Helios Tech stock price target raised to $45 from $40 at KeyBanc

Published 05/08/2025, 18:20
Helios Tech stock price target raised to $45 from $40 at KeyBanc

Investing.com - KeyBanc raised its price target on Helios Technologies (NYSE:HLIO) to $45.00 from $40.00 on Tuesday, while maintaining an Overweight rating on the stock. The $1.54 billion market cap company currently trades at a P/E ratio of 41.4x, with analyst targets ranging from $43 to $52.

The price target increase follows Helios Tech’s second-quarter 2025 earnings release, which KeyBanc viewed positively due to signs of stabilization in the company’s key end markets. The company maintains strong liquidity with a current ratio of 2.78, and has sustained dividend payments for 29 consecutive years. According to InvestingPro, which offers comprehensive analysis and additional insights, the stock is currently trading above its Fair Value.

KeyBanc noted greater evidence of management’s more rigorous approach to evaluating the company’s portfolio and footprint, contributing to the firm’s increased confidence in its long-term thesis.

The investment bank described Helios as an "early-stages self-help story" and considers current stock levels to represent an attractive entry point for investors.

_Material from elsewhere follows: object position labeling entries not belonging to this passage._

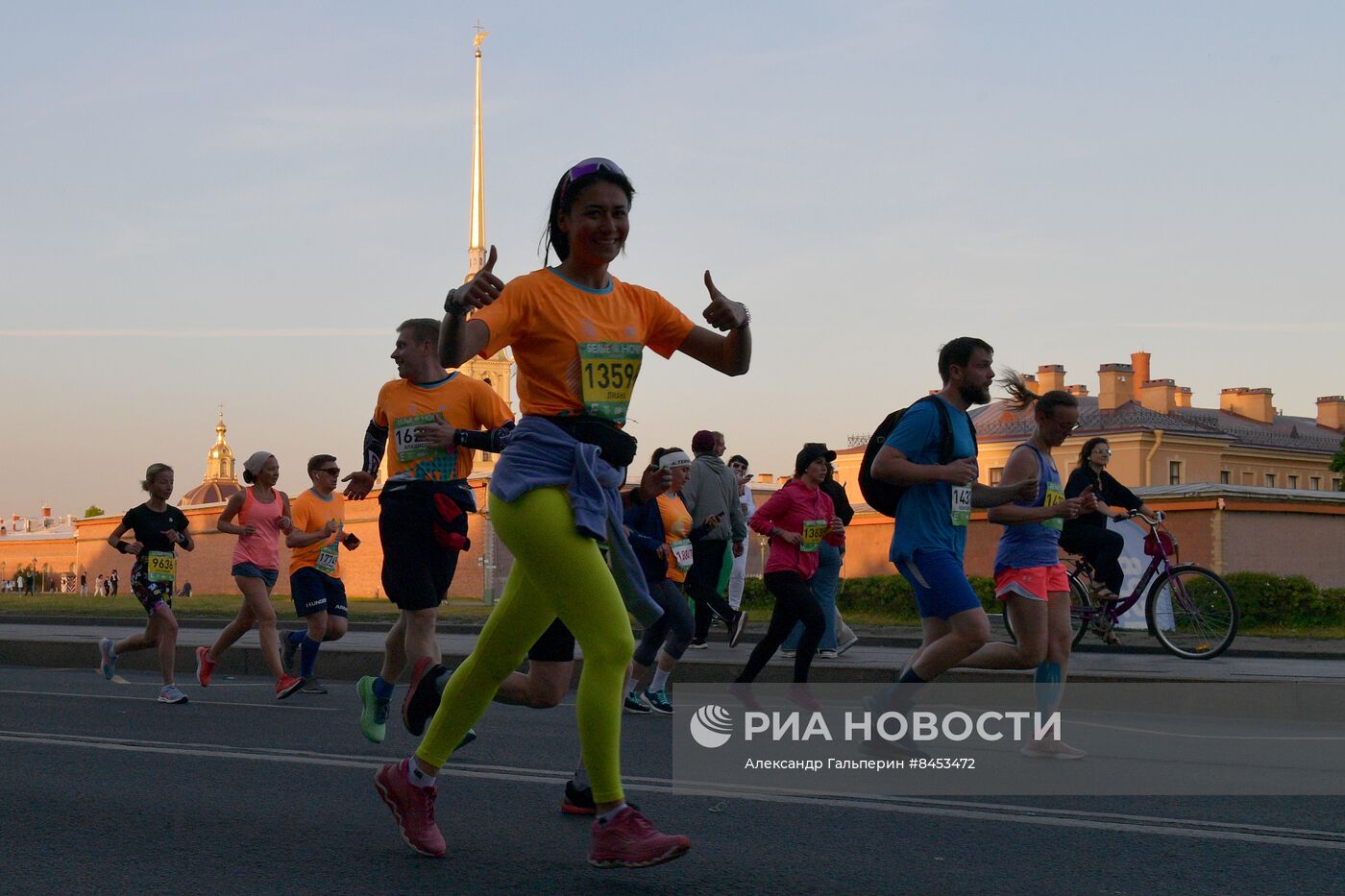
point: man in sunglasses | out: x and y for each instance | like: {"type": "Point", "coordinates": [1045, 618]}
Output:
{"type": "Point", "coordinates": [315, 586]}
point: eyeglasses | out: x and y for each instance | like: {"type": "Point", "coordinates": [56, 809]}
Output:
{"type": "Point", "coordinates": [594, 166]}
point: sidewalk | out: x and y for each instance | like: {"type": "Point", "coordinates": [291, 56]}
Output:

KeyBanc’s analyst expressed "incremental conviction" in the long-term outlook for Helios Technologies following the company’s latest quarterly results and strategic initiatives.

In other recent news, Helios Technologies reported strong second-quarter earnings, with revenue reaching $212.5 million. This figure exceeded both Stifel’s estimate of $200.3 million and the Street consensus of $203.0 million. The company’s adjusted earnings per share were $0.59, surpassing Stifel’s forecast of $0.49 and the Street’s expectation of $0.51. Following these results, Stifel reiterated its Buy rating and maintained a $43.00 price target for Helios Technologies. Additionally, the company raised its full-year outlook, reflecting confidence in its future performance. Helios Technologies also announced plans to divest its CFP unit to streamline operations and focus on its core brands. These recent developments highlight the company’s strategic efforts to enhance its business focus and financial performance.